Fin qua abbiamo parlato di criptografia a chiave simmetrica ma esiste una modalità detta a chiave asimmetrica.
Ricapitoliamo, con la chiave simmetrica possiamo criptare un testo, inviarlo e chi lo riceve lo può decriptarlo con la stessa chiave che noi gli abbiamo consegnato separatamente dal testo. Un terzo soggetto che dovesse intercettare il testo non può leggerlo senza la chiave.
Quando parliamo di chiave assimmetrica, parliamo di due chiavi, una privata e una pubblica legate tra di loro. L’algoritmo in questo caso è strutturato in modo da utilizzarle entrambe. Un soggetto possiede le due chiavi ma, mentre la chiave privata è nota solo al soggetto stesso, la chiave pubblica è visibile a tutti. Le chiavi come già detto sono legate una all’altra, per ogni chiave privata esiste una corrispondente chiave pubblica e viceversa.
Se criptiamo il testo con la chiave privata, il testo potrà essere decriptato solo con la chiave pubblica corrispondente. In questo caso non viene tutelata la segrettezza del testo dato che chiunque può aprirlo utilizzando la chiave pubblica. Il vantaggio in questo caso è che il soggetto che riceve il testo ha la certezza che è quello originale scritto dal proprietario della chiave pubblica. Se il testo fosse stato modificato da un terzo in fase di transito non sarebbe più decriptabile. E’ come se il messaggio fosse firmato, si tratta in pratica di una firma digitale.
Se criptiamo il messaggio con la chiave pubblica nessuno potrà aprire il messaggio tranne il soggetto che possiede la corrispondente chiave privata. In questo caso per esempio se mettiamo un testo su un sito web, potrà essere aperto solo dal destinatario che abbiamo scelto e del quale abbiamo usato la chiave pubblica.

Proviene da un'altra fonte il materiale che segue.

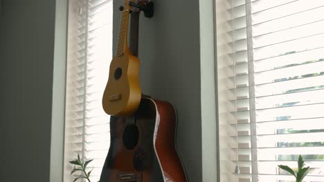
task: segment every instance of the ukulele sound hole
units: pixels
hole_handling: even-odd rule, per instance
[[[138,142],[138,129],[136,125],[126,126],[123,134],[123,143],[127,150],[133,150]]]
[[[114,74],[115,79],[116,80],[119,79],[121,77],[122,73],[123,73],[123,71],[120,68],[116,69],[115,74]]]

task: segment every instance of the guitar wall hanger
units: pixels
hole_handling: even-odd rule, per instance
[[[153,17],[154,12],[154,5],[152,1],[147,3],[145,5],[141,5],[140,3],[129,1],[129,5],[130,6],[137,8],[140,10],[143,11],[144,12],[144,17],[147,18],[152,18]],[[120,11],[123,11],[123,10],[124,7],[123,6],[119,7]],[[132,12],[129,12],[129,13],[132,13]]]

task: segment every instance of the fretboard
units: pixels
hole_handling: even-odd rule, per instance
[[[117,44],[117,56],[123,55],[127,48],[127,28],[129,11],[122,12],[120,28],[119,29],[118,43]]]

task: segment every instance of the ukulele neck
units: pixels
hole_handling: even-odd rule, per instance
[[[125,10],[122,12],[120,28],[119,29],[118,43],[117,44],[117,56],[123,55],[127,50],[127,30],[129,11]]]

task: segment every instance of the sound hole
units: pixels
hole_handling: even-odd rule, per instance
[[[136,125],[126,126],[123,134],[123,143],[127,150],[133,150],[138,142],[138,129]]]
[[[115,74],[114,74],[115,79],[116,80],[119,79],[121,77],[122,73],[123,73],[123,71],[120,68],[116,69]]]

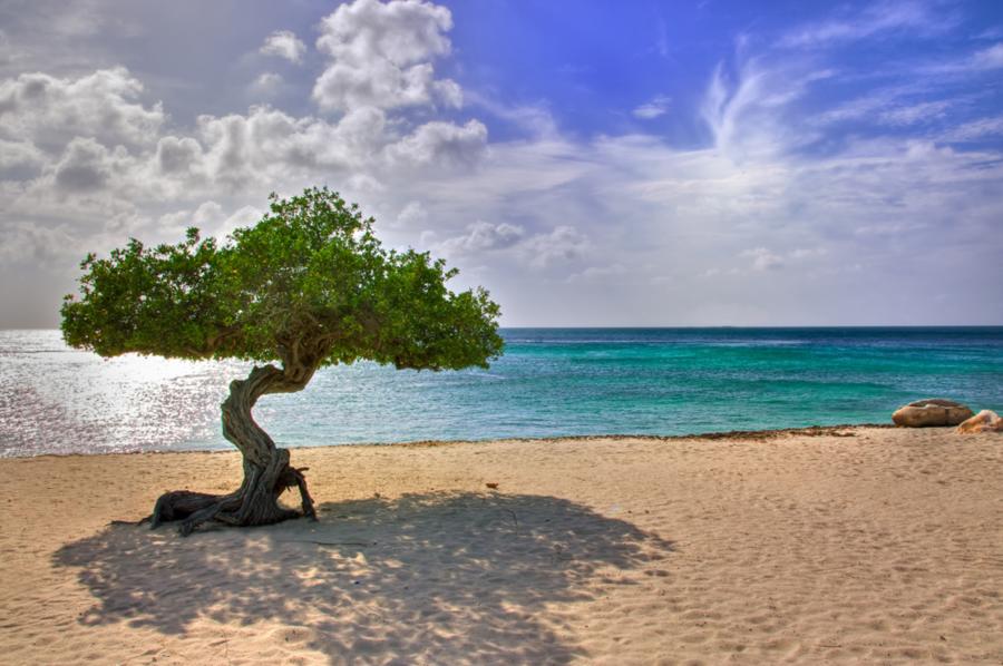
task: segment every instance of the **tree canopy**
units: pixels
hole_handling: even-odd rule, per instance
[[[410,369],[486,366],[499,308],[428,253],[384,249],[373,219],[327,188],[270,197],[256,225],[220,243],[136,239],[87,256],[62,305],[72,346],[103,356],[281,361],[315,369],[370,359]]]

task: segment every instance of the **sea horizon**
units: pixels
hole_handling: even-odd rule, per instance
[[[948,398],[1003,408],[1003,326],[512,326],[488,370],[318,372],[266,396],[280,445],[674,437],[888,423]],[[101,360],[58,330],[0,331],[0,456],[227,450],[220,402],[252,366]]]

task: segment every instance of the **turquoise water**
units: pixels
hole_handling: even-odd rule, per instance
[[[1003,327],[509,329],[490,370],[330,368],[265,396],[283,445],[684,434],[888,422],[921,398],[1003,411]],[[227,448],[218,403],[243,363],[67,349],[0,332],[0,456]]]

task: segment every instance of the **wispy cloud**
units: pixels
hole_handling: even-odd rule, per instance
[[[950,29],[953,17],[935,13],[926,2],[885,1],[860,12],[801,26],[779,41],[781,47],[812,48],[851,42],[888,33],[936,35]]]
[[[653,118],[658,118],[659,116],[664,116],[669,111],[669,105],[672,99],[664,96],[659,95],[651,101],[644,102],[633,111],[631,111],[634,117],[641,118],[642,120],[651,120]]]

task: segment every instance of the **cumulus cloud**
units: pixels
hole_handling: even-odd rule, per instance
[[[43,150],[59,150],[75,137],[146,146],[166,115],[159,102],[144,106],[142,94],[143,84],[124,67],[78,79],[22,74],[0,82],[0,138],[29,139]]]
[[[400,213],[397,214],[397,226],[413,227],[420,225],[428,219],[428,210],[421,205],[421,202],[408,202]]]
[[[471,166],[484,155],[486,144],[487,127],[479,120],[464,126],[434,121],[389,146],[387,155],[391,163],[408,166]]]
[[[562,225],[526,241],[525,252],[532,265],[544,268],[578,259],[584,256],[587,247],[588,239],[582,232]]]
[[[754,271],[776,271],[783,267],[783,257],[766,247],[746,249],[741,253],[741,256],[752,259],[752,268]]]
[[[265,38],[259,50],[265,56],[277,56],[299,63],[303,61],[306,45],[292,30],[276,30]]]
[[[450,51],[445,33],[451,28],[449,10],[426,2],[342,4],[321,22],[317,48],[330,62],[314,85],[313,99],[327,111],[460,106],[459,85],[436,79],[431,63]]]
[[[462,235],[439,243],[437,249],[447,256],[505,249],[522,241],[525,233],[523,227],[504,222],[495,225],[478,221],[467,226]]]
[[[251,84],[251,90],[265,97],[275,95],[282,88],[282,76],[274,71],[266,71],[260,75]]]

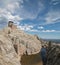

Abbiamo parlato di testo per semplicità, ma il ragionamento vale per qualsiasi insieme di dati digitali contenuti in un file o che viaggiano in rete.
Il meccanismo della chiave assimmetrica è applicato nelle blockchain, questo aspetto sarà approfondito nella sezione dedicata.
Algoritmo di Hash
L’ algoritmo di Hash ci consente di calcolare, partendo da una stringa di dati, un testo o un file di qualsiasi natura, un codice la cui lunghezza è sempre la stessa. Questo codice ha una particolarità molto utile, consente di verificare l’integrità dei dati sui quali è stato calcolato. L’ hash può essere calcolato anche su un file di qualsiasi tipo, in fondo un file non è altro che un contenitore di dati.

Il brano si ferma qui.